Lessons I'm glad I learned from my mother (although she didn't put them in these words), with commentary:
- A person who treats you abusively once will do so again. Make the first time the only time. You're better than that, so walk away and don't look back. This was phrased in terms of if a boyfriend ever grabbed you roughly, but it's a great lesson for psychological abuse as well as physical abuse--and men aren't the only ones capable of being abusive, either.
- Don't make any rules you're not willing to enforce consistently or statements you're not willing to stand behind. I picked this up from her based on parenting, but it really applies to pets, children, students--really, everyone. For example, don't write a policy on your syllabus unless you're willing to enforce it. If you're going to have exceptions, make them available to everyone, not the students who will beg the hardest.
- Trust your instincts.
Lessons I wish I hadn't absorbed:
- Education is all right, and so is working for a year or so as a teacher, but the real goal of a successful woman is to get married so you don't have to work again ever. She denies now that this is the case, but it was the clear message when I was growing up. I may have been the last person in the U. S. to hear this message.

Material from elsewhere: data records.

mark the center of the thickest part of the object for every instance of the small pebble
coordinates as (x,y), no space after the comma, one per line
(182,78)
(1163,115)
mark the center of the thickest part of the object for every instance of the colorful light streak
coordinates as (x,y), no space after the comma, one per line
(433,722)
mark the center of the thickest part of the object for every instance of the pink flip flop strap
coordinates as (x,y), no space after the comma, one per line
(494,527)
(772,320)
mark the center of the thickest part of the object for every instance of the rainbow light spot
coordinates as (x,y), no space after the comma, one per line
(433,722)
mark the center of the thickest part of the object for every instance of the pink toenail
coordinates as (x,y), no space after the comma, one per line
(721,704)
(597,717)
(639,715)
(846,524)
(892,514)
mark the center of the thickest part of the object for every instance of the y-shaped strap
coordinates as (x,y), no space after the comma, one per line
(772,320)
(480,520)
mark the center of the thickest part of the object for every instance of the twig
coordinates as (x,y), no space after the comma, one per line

- Only stupid people need to do homework or work hard at school. A B without effort is better than an A you worked for.Boy howdy, did this one cause me problems!
Very interesting list! I have a LOT of trouble enforcing things once I claim that I will. Working on it.
Hugs on this reflective Sunday. :)
I am officially making this a meme! :-)
I was explicitly taught the one about education. Education, necessary so you will have the right class status and be more interesting / have a more interesting life. Graduate from college, work for a year, marry. This was really expected. But I went to an academically demanding college, so in the explicit non-expectation that I would do anything else, there I (essentially) stayed, as a professor!
Are we really the last people to have learned this? Someone said it was still what happens to many daughters of educated men (cf. Woolf, _Three Guineas_).
Thanks, Ink, and back at you!
Lesboprof, thanks! I would love to see what everyone else learned as lessons.
profacero, I'm amazed that you were taught that lesson, too; I really thought it had died out except in my conservative small town. Weren't your parents (as academics) pleased that you went on?